Out Walking Big Jim

It was around Halloween or just after, so perhaps a trick or a tall tale.  A very tall tale.  About a very tall man, Big Jim, out walking an Armadillo?  Or was it?  An allusion or delusion that I was sure wouldn’t be mine.  Until  …

… one evening at twilight I was walking along the Mill Creek trail, absorbed in my thoughts when there appeared a man?  Or so it seemed.  A man and yet, insubstantial.  Very tall, thin, almost skeletal.  I approached him from behind, afraid that a big gust of wind might  just blow him away.  I turned to look back they way I had come, thinking that when I turned back he would be gone.  He wasn’t.   I then noticed something to his right that was somehow even stranger.  Some kind of animal.  An  Armadillo, in Walla Walla, Washington?  It couldn’t be and yet as I got closer, it turned and raised slightly and looked me straight in the eye.  It definitely was an Armadillo.  The man turned also, almost in unison.  No, not almost.  They were somehow linked.  Strange, macabre, and yet somehow appropriate dance partners.  The most striking thing about the man was not his height, but his hands.  Fingers so very long, and yet like leaves in a breeze.  I looked up to his face, into his eyes, and then, had an almost overwhelming urge to look back down at the Armadillo.  I thought better of it.

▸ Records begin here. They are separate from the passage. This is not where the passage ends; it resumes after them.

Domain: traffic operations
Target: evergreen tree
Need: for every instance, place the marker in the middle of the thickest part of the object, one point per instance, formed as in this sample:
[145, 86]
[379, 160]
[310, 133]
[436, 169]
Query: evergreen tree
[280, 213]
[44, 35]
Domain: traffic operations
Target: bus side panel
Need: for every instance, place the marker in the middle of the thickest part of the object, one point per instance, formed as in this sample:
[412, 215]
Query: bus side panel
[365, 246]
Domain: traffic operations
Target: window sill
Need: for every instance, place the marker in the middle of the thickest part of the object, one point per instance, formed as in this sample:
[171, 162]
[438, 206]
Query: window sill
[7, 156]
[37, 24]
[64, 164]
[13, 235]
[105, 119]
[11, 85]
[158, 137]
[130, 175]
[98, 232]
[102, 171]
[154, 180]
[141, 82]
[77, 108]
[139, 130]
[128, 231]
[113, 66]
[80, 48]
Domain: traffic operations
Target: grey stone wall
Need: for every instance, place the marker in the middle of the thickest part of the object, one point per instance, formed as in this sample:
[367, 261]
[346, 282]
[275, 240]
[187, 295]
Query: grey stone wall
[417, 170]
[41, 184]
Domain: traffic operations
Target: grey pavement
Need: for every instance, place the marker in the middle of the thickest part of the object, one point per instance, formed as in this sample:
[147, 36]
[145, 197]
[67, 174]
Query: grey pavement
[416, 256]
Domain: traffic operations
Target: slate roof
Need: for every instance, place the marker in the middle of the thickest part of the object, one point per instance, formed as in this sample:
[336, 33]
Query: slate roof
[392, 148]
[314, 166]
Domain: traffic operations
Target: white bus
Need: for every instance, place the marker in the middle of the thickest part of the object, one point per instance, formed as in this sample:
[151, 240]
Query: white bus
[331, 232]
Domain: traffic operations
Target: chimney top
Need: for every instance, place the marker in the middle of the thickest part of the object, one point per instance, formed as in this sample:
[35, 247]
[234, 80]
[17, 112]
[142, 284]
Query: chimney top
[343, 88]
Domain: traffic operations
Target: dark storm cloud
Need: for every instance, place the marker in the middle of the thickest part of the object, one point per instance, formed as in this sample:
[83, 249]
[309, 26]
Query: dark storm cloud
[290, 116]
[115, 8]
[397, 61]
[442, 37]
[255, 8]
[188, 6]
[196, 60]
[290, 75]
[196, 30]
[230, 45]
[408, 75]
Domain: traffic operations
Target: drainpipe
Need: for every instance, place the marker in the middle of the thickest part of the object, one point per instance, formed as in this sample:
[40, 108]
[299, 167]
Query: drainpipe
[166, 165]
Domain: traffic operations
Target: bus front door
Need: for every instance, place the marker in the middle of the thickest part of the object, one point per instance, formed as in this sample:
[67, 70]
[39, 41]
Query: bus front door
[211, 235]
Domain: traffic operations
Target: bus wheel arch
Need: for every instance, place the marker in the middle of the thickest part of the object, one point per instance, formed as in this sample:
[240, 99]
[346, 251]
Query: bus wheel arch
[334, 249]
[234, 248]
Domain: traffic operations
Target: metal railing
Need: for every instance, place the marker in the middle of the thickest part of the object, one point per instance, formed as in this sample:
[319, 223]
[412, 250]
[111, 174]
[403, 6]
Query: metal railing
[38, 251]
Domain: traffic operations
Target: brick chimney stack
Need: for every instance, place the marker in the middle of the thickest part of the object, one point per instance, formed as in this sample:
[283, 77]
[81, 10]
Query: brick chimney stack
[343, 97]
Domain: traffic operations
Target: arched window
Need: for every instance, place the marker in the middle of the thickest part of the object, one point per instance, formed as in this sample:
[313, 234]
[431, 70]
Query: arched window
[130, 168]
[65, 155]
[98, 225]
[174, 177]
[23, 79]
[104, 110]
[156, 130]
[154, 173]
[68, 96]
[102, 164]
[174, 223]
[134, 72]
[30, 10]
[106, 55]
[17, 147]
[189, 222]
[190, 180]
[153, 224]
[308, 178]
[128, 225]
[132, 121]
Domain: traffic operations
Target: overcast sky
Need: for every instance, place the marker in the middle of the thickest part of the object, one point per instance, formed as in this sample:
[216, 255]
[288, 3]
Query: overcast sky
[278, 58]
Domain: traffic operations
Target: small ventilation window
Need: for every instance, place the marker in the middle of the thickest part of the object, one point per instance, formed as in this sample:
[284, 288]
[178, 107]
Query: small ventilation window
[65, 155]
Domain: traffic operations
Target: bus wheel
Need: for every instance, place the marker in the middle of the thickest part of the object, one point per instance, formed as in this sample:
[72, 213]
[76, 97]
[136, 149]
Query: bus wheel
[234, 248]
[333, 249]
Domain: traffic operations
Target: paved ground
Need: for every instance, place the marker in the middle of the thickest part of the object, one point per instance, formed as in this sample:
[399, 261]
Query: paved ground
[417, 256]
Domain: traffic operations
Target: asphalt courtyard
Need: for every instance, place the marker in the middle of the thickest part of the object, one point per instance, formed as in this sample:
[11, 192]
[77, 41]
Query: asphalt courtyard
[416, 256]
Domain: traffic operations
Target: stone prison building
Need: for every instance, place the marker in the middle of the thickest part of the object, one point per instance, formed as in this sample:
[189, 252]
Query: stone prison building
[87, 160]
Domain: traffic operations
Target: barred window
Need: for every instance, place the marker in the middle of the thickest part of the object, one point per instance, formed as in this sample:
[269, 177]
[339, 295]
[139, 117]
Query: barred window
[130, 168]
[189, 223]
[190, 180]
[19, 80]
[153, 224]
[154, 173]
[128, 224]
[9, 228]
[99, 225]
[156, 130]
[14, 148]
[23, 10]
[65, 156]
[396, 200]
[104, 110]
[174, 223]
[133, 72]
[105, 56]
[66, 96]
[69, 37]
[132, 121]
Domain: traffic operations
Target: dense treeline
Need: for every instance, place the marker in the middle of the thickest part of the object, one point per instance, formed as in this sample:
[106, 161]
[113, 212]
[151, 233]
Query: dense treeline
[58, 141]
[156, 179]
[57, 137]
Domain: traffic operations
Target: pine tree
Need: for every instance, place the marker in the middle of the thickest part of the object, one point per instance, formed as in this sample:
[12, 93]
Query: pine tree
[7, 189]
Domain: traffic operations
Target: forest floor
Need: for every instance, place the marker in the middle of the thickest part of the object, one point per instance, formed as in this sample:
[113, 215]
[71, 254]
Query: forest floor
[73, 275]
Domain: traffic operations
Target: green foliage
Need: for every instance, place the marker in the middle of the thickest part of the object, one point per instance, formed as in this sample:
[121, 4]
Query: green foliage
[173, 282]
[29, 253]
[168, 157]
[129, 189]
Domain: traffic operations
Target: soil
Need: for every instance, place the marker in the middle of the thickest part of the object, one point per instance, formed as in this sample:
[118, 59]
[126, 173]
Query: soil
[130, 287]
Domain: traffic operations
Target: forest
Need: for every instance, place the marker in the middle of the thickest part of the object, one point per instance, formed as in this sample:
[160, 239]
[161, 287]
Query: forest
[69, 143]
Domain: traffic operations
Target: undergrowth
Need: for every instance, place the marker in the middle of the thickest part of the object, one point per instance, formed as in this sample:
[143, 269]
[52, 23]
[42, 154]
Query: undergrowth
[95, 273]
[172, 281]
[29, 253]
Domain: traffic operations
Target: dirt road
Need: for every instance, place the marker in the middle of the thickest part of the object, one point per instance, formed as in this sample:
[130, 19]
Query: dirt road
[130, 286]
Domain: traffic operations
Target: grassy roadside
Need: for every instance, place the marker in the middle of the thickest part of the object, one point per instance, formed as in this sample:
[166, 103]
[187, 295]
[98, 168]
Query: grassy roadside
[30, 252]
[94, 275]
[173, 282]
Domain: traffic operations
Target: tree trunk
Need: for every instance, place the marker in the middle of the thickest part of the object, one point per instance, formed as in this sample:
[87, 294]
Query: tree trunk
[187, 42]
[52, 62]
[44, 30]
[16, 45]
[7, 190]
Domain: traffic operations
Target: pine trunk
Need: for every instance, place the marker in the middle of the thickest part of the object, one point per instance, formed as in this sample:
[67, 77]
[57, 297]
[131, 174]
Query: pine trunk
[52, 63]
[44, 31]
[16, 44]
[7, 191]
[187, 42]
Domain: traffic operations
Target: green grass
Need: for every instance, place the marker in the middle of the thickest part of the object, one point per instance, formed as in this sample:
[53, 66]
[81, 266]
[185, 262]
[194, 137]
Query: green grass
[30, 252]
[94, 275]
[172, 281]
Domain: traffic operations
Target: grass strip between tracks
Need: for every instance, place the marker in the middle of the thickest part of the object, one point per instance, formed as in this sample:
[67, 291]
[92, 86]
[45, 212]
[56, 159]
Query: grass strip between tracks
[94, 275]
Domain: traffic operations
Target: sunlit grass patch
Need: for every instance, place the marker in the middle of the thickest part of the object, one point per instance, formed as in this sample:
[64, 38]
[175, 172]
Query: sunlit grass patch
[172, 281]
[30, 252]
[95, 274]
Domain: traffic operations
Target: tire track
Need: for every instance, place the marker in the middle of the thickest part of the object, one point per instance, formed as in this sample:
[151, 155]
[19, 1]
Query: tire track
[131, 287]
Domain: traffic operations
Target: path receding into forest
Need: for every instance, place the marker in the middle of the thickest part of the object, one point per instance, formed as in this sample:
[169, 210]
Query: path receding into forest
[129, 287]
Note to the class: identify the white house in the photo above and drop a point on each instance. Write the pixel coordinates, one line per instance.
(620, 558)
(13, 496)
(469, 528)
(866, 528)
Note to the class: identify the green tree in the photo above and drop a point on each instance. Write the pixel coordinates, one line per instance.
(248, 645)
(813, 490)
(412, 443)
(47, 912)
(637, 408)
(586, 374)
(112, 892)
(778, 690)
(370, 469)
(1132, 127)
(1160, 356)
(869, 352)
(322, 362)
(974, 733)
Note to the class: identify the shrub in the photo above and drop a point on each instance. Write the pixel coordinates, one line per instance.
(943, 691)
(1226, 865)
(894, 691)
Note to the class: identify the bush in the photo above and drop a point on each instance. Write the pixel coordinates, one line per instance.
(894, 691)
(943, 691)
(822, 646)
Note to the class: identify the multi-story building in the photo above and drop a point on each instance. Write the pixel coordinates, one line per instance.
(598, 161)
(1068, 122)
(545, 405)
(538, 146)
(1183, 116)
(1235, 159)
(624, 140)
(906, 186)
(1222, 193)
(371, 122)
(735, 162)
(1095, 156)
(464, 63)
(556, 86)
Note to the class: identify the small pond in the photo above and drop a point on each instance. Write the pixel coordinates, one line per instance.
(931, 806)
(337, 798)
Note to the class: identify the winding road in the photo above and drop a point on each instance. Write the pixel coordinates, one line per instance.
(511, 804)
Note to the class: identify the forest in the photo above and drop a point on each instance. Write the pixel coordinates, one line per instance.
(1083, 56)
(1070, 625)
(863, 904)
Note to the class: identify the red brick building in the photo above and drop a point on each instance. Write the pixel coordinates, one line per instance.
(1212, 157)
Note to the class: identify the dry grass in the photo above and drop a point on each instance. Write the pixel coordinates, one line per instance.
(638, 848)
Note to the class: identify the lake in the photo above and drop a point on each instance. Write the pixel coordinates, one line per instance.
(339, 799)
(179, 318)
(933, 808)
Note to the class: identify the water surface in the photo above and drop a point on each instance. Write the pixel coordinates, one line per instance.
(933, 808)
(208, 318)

Approaching the man, I held out my hand.  We shook.  It was like an adult shaking hands with a child.  And yet completely normal, comfortable.  Not gentle, but totally without any malice or ill will.  He could crush the bones in my hand like kindling, but never would.  It was outside the laws of probability.

I said, “Is your name …”

He said, “My name is Big Jim.”

I asked, “What is your last name?”

He repeated, “My name is Big Jim.”

I then did look down at the Armadillo.  He looked straight up at me.

I asked Big Jim, “What’s the Armadillo’s name?”  He looked down and the two traded something, a look, a thought, a desire.  And from Big Jim’s mouth came, “Arthur.”

Arthur turned and started up the trail, as did Big Jim.

I was going the same way, and yet I hesitated.  I felt that if I followed them I might end up where they were going and I didn’t feel that I was ready to end up there.  So I decided that my walk was at an end.  And started back home.

I was left with a lingering question, was Big Jim walking Arthur or was Arthur waking Big Jim?

And even a more significant question, Did it matter?  I didn’t know.  Yet.